Employers may be forced to provide pensions advice

2004

The government may force UK employers that do not pay contributions into a staff pension scheme pay for financial advice for their employees under new proposals announced by the Department for Work and Pensions.

The option is among a range of measures intended to encourage people to save more for their retirement and plug the UK’s yawning £27bn ‘savings gap’.

In its 2002 pensions green paper, the government estimated that three million people are under-saving and a further five million to 10 million need to consider saving more.

Other ideas under consideration include automatically enrolling new employees into their company pension scheme unless they explicitly opt out from joining and getting people to commit future earnings to pension saving. Personal finance lessons will also appear on the national curriculum for schools.

The Pensions Advisory Service (OPAS) has welcomed the measures. Technical director Des Hamilton said: "We think it is a very good move. We have seen membership of occupational schemes, often very good ones, drop to below 50 per cent in the past.

"The process of joining can be complicated, and people's apathy means they leave membership invitation in drawers and don't get round to joining occupation pension schemes. But where employers have chosen to implement similar automatic membership, take up increases to around 90 per cent."

But the Federation of Small Businesses warned that placing the onus on employers to provide financial information would represent a “significant cost burden” for small employers.

The government also said that it would create a new active retirement planner web site which aims to give people a clear idea of what retirement income they can expect, both in terms of private and state provision.

But opposition politicians said that government-introduced means-tested benefits are the real cause of the decline in retirement savings. Since the basic state pension is linked to rising prices while benefits (the so-called Pension Credit) go up with wages, private savings merely reduce the entitlement to benefit, they argue.

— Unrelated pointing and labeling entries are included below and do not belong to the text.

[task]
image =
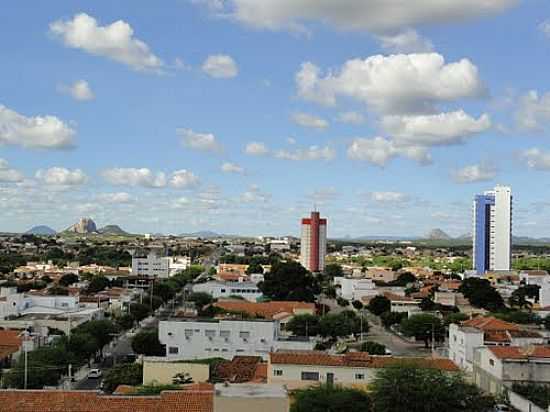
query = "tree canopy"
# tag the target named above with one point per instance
(328, 398)
(290, 281)
(412, 389)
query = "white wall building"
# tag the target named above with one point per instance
(355, 289)
(313, 247)
(246, 290)
(492, 230)
(188, 339)
(153, 265)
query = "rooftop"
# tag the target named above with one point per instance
(193, 399)
(358, 360)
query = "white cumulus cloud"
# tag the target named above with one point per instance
(533, 112)
(474, 173)
(351, 118)
(406, 41)
(364, 15)
(228, 167)
(199, 141)
(310, 153)
(388, 197)
(41, 132)
(380, 151)
(60, 176)
(220, 66)
(135, 177)
(432, 130)
(79, 90)
(115, 41)
(182, 179)
(9, 175)
(396, 84)
(536, 158)
(308, 120)
(256, 149)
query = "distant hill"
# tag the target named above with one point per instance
(112, 230)
(41, 230)
(205, 234)
(84, 226)
(438, 234)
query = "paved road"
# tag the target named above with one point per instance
(119, 349)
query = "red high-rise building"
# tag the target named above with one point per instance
(314, 243)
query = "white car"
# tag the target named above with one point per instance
(94, 374)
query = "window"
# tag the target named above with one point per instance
(310, 376)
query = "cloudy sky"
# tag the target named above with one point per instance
(240, 115)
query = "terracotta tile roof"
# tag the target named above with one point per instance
(517, 352)
(240, 370)
(393, 297)
(192, 400)
(265, 309)
(358, 360)
(490, 323)
(11, 338)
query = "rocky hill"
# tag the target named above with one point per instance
(41, 230)
(84, 226)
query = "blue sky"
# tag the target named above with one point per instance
(238, 116)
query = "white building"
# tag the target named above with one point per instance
(313, 247)
(355, 289)
(153, 265)
(485, 331)
(492, 230)
(497, 368)
(226, 338)
(246, 290)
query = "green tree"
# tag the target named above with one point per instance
(304, 325)
(378, 305)
(423, 326)
(139, 311)
(68, 279)
(97, 284)
(392, 318)
(333, 270)
(412, 389)
(201, 299)
(290, 281)
(147, 343)
(58, 291)
(342, 324)
(481, 294)
(329, 398)
(125, 374)
(373, 348)
(254, 268)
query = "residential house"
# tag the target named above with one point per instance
(499, 367)
(226, 338)
(464, 339)
(356, 369)
(247, 290)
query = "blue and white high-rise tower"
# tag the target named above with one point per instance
(492, 234)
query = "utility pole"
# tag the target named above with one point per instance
(26, 360)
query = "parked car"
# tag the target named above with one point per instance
(94, 374)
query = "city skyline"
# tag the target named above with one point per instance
(194, 124)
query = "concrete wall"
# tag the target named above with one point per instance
(292, 375)
(160, 371)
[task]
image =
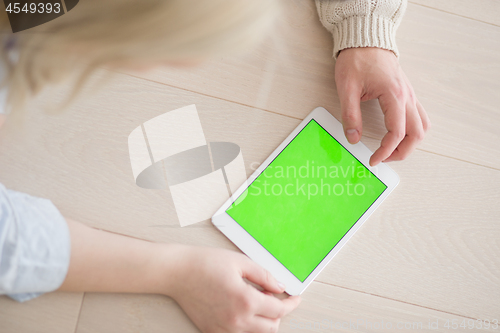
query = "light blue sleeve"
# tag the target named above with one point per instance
(34, 245)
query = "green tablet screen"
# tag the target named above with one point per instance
(306, 200)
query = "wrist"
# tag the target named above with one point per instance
(169, 267)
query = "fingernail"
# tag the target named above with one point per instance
(352, 135)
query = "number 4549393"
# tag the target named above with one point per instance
(41, 8)
(471, 324)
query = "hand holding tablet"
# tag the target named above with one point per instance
(305, 201)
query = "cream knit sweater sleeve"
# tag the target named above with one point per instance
(362, 23)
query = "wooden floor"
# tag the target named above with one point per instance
(429, 254)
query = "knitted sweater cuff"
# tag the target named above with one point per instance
(364, 31)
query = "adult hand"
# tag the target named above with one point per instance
(211, 289)
(367, 73)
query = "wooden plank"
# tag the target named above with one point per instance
(481, 10)
(451, 61)
(49, 313)
(432, 243)
(323, 308)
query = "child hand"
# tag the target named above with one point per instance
(210, 287)
(367, 73)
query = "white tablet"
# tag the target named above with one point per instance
(305, 201)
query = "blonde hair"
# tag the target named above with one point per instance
(97, 33)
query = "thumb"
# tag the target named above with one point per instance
(258, 275)
(351, 115)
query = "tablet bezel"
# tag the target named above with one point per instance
(253, 249)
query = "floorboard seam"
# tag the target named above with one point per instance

Work and pensions secretary Andrew Smith said: "The state of your pension should be as important as the state of your health. We want to provide people with the tools to make informed decisions about their future.

But many experts were scathing about the proposals, saying that they did not go far enough to boost pensions and amounted to little more than window dressing.

"Pensions are a complete muddle," said Giles Orton, head of pensions at City law firm Eversheds. "Unless the Government speeds up this process and simplifies the rules, pensions will have to be a degree-level subject."